Baiq Ratna dkk meneliti apakah terdapat hubungan antara jumnlah sel punca kanker pada jaringan kanker kolorektal dengan proses metastasis sel kanker pada kelenjar getah bening regional. Deteksi sel punca kanker kolorektal dilakukan dengan teknik imunohistokimia menggunakan antibodi terhadap protein CD44 yang diekspresikan pada membran sel punca kanker kolorektal. Dalam penelitian tersebut, Baiq Ratna dkk membuktikan bahwa didapatkan peningkatan jumlah sel punca kanker yang terdeteksi dengan antibodi CD44 pada jaringan kanker kolorektal dengan metastasis pada kelenjar getah bening dibandingkan dengan kanker kolorektal tanpa metastasis kelenjar getah bening. Hal itu berhubungan dengan sifat dan fungsi sel punca kanker sebagai penghasil sel kanker. Makin banyak jumlah sel punca kanker akan menghasilkan sel kanker dengan jumlah yang lebih besar yang akan mendorong terjadinya metastasis sel kanker pada kelenjar gerah bening. Sebaliknya jika jumlah sel punca kanker menurun, maka akan dihasilkan sel kanker dengan jumlah yang lebih sedikit sehingga proses metastasis sel kanker akan berjalan lambat. Penelitian ini menunjukkan bahwa sel punca kanker pada jaringan kanker kolorektal ikut berperan dalam proses metastasis sel kanker pada kelenjar getah bening.
Selain hal tersebut, Baiq Ratna dkk juga meneliti peran sel limfosit T sitotoksik dalam proses metastasis sel kanker kolorektal pada kelenjar getah bening regional. Deteksi sel limfosit T sitotoksik pada jaringan kanker kolorektal dilakukan dengan teknik imunohistokimia menggunkan antibodi terhadap protein CD8 yang diekspresikan pada menbran sel limfosit T sitotoksik. Dalam penelitian tersebut terbukti bahwa jumlah sel limfosit T sitotoksik lebih rendah pada jaringan kanker kolorektal dengan metastasis pada kelenjar getah bening dibandingkan dengan jaringan kanker kolorektal tanpa metastasis kelenjar getah bening. Hal ini berhubungan dengan fungsi dan peran sel limfosit T sitotoksik dalam membunuh sel kanker.

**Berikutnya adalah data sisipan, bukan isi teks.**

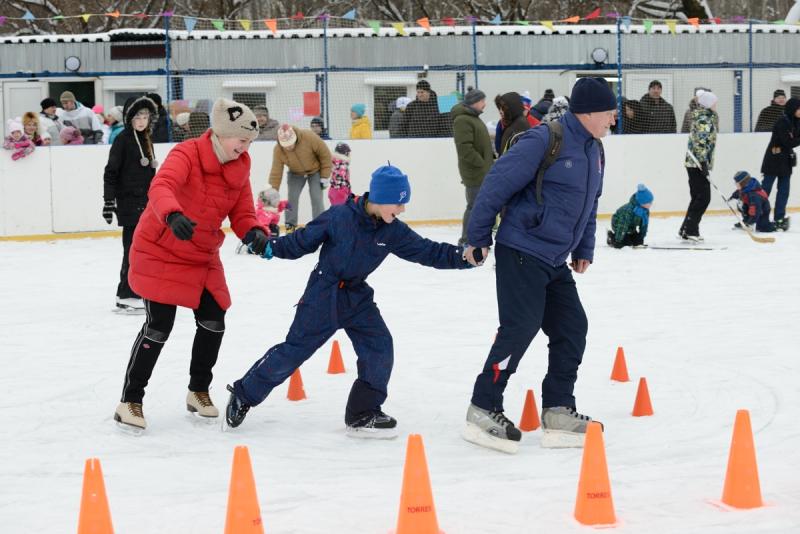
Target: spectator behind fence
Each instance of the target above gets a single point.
(693, 105)
(318, 127)
(49, 120)
(309, 161)
(160, 130)
(267, 128)
(180, 127)
(657, 114)
(770, 114)
(33, 129)
(198, 124)
(422, 118)
(361, 128)
(75, 114)
(398, 117)
(474, 148)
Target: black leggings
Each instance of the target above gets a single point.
(210, 319)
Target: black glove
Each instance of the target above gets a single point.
(257, 240)
(181, 226)
(109, 207)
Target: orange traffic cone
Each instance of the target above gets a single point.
(742, 489)
(296, 391)
(244, 514)
(95, 517)
(594, 505)
(417, 512)
(530, 415)
(641, 405)
(620, 370)
(335, 365)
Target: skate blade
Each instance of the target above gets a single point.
(474, 434)
(371, 433)
(561, 439)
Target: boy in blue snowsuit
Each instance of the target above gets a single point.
(755, 206)
(356, 237)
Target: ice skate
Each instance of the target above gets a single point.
(199, 404)
(492, 430)
(563, 427)
(130, 306)
(130, 418)
(373, 425)
(235, 411)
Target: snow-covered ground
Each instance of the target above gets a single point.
(713, 332)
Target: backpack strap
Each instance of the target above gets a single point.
(554, 143)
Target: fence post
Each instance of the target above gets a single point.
(475, 53)
(167, 57)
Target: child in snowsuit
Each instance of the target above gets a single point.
(753, 202)
(340, 175)
(17, 141)
(355, 237)
(629, 222)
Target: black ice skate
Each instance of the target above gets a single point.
(236, 410)
(373, 425)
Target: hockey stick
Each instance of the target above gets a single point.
(753, 236)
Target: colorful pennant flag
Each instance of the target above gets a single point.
(593, 15)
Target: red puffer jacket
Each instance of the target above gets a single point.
(192, 181)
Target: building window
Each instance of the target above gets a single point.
(384, 97)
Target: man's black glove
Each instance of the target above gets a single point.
(257, 240)
(181, 226)
(109, 207)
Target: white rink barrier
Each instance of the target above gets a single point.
(59, 189)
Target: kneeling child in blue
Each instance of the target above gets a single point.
(355, 237)
(629, 223)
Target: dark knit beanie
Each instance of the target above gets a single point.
(590, 95)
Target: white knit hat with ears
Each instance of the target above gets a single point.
(232, 119)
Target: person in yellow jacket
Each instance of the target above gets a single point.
(361, 128)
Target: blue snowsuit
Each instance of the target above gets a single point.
(535, 288)
(337, 296)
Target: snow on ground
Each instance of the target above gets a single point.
(713, 331)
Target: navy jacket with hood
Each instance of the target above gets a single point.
(565, 222)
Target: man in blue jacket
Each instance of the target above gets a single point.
(535, 287)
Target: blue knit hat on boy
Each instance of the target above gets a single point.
(643, 195)
(389, 186)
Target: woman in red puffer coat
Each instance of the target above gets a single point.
(174, 259)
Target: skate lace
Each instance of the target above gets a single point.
(203, 398)
(135, 409)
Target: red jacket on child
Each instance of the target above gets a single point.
(193, 181)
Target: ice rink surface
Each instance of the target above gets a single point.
(712, 331)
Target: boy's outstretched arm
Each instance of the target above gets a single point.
(412, 247)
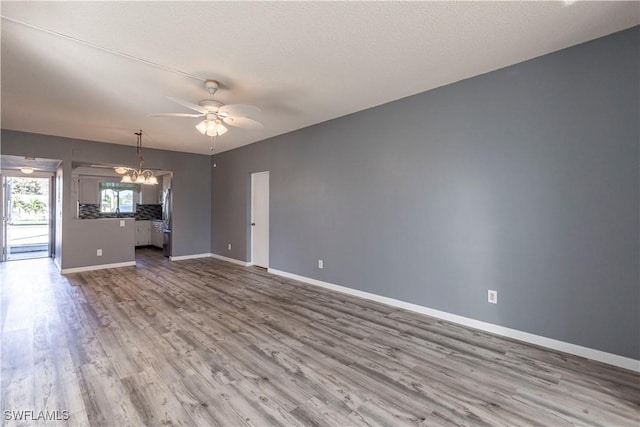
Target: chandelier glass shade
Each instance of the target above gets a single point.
(140, 175)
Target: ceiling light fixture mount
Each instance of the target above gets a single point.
(217, 114)
(140, 175)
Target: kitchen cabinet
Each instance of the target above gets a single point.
(143, 233)
(88, 191)
(157, 238)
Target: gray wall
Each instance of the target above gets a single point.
(191, 187)
(524, 180)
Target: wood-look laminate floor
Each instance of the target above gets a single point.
(205, 342)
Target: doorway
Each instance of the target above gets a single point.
(27, 217)
(260, 219)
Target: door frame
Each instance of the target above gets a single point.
(5, 207)
(251, 214)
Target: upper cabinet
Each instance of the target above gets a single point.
(88, 191)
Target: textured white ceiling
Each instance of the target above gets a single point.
(301, 62)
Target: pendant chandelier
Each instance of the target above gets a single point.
(137, 176)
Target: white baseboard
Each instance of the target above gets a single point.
(194, 256)
(97, 267)
(586, 352)
(232, 260)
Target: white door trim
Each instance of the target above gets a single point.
(264, 221)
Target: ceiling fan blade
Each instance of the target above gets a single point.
(175, 115)
(239, 110)
(189, 105)
(243, 122)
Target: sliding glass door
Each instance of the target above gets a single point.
(27, 217)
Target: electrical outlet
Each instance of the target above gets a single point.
(492, 297)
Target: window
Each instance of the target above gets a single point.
(117, 197)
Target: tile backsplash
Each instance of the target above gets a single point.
(143, 212)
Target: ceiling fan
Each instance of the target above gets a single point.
(217, 114)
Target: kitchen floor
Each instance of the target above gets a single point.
(145, 252)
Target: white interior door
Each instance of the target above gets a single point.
(260, 219)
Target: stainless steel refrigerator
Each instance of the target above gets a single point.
(166, 219)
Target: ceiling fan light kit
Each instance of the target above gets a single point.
(137, 176)
(217, 114)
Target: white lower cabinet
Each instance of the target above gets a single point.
(143, 233)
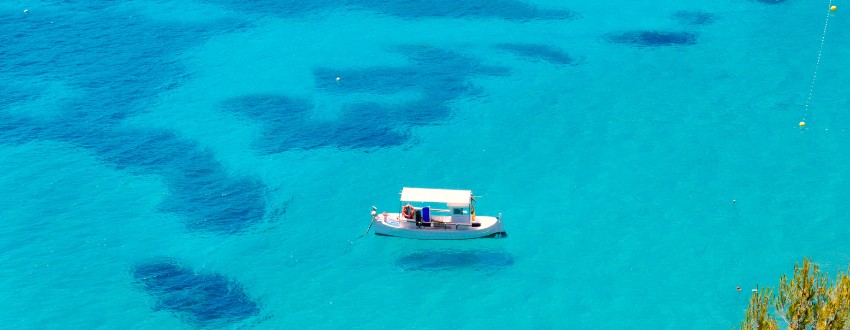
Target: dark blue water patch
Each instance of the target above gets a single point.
(437, 76)
(199, 299)
(117, 63)
(209, 199)
(438, 72)
(538, 52)
(653, 38)
(412, 9)
(113, 58)
(692, 17)
(287, 125)
(455, 259)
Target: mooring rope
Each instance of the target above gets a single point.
(829, 11)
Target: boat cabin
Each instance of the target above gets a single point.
(439, 206)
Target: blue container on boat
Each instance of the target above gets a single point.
(426, 214)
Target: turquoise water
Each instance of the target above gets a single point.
(182, 164)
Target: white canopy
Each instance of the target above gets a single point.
(456, 197)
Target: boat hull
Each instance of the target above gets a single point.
(395, 225)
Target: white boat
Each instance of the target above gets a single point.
(437, 214)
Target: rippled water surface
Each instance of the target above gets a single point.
(211, 163)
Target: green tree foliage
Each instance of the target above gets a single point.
(805, 301)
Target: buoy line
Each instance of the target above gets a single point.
(817, 64)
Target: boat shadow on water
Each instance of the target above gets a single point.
(488, 261)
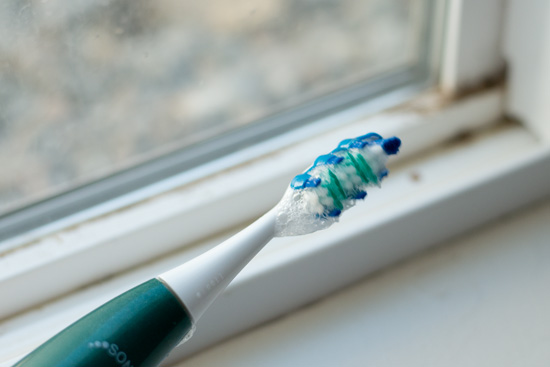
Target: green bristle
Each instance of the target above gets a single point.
(371, 177)
(331, 183)
(357, 167)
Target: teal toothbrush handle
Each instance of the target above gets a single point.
(136, 329)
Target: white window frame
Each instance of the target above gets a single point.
(58, 264)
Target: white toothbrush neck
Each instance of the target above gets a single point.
(199, 281)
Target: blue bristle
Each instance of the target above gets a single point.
(334, 212)
(327, 159)
(304, 180)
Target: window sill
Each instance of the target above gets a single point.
(476, 300)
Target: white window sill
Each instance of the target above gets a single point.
(434, 193)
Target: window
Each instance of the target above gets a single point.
(101, 98)
(182, 216)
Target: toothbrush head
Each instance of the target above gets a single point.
(334, 183)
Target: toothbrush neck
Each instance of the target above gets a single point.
(199, 281)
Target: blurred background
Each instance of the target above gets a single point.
(90, 87)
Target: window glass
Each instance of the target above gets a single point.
(89, 87)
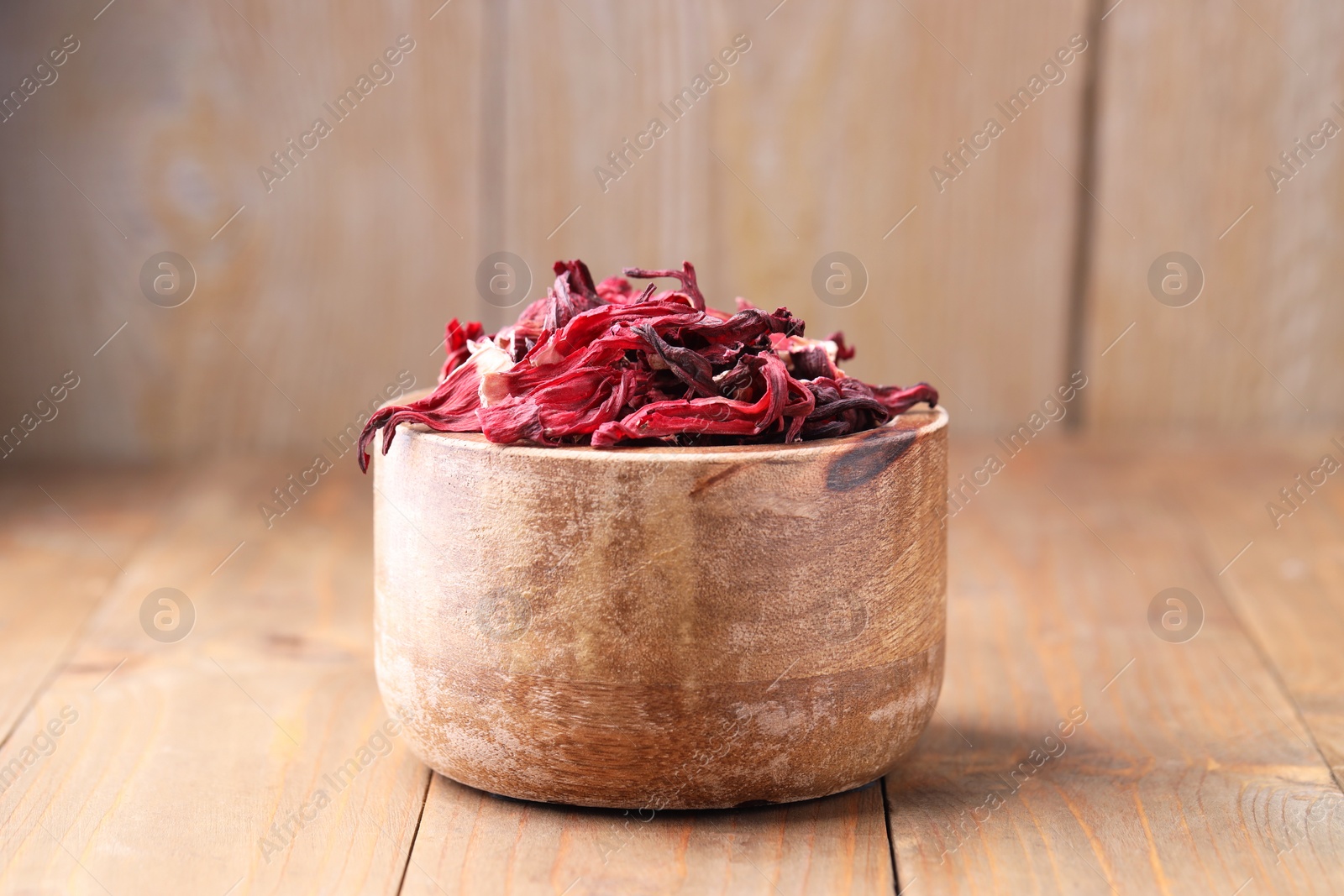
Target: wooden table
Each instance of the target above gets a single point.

Makin besar jumlah sel limfosit T sitotoksik, makin banyak sel kanker yang mati sehingga penyebaran sel kanker akan terhambat. Sebaliknya jika jumlah sel limfosit T sitotoksik menurun, maka hanya sedikit sel kanker yang mati sehingga makin banyak sel kanker yang menyebar/ metastasis pada kelenjar getah bening.
Sel punca kanker dan sel limfosit T sitotoksik memiliki peran yang berlawanan dalam proses metastasis sel kanker pada kelenjar getah bening. Keberadaan sel penca kanker akan mendorong proses metastasis sel kanker pada kelenjar getah bening. Sebaliknya adanya sel limfosit T sitotoksik akan menekan proses metastasissel kanker pada kelenjar getah bening.
Artikel ilmiah populer ini diambil dari artikel jurnal dengan judul: Role of CD44 and CD8 in Colorectal Adenocarcinoma Metastatic dengan penulis Baiq Ratna Kumaladewi, Willy Sandhika, Heryawati yang telah terbit pada Medical Laboratory Technology Journal, volume 6 nomer 2 tahun bulan Desember tahun 2020, halaman 135 – 144.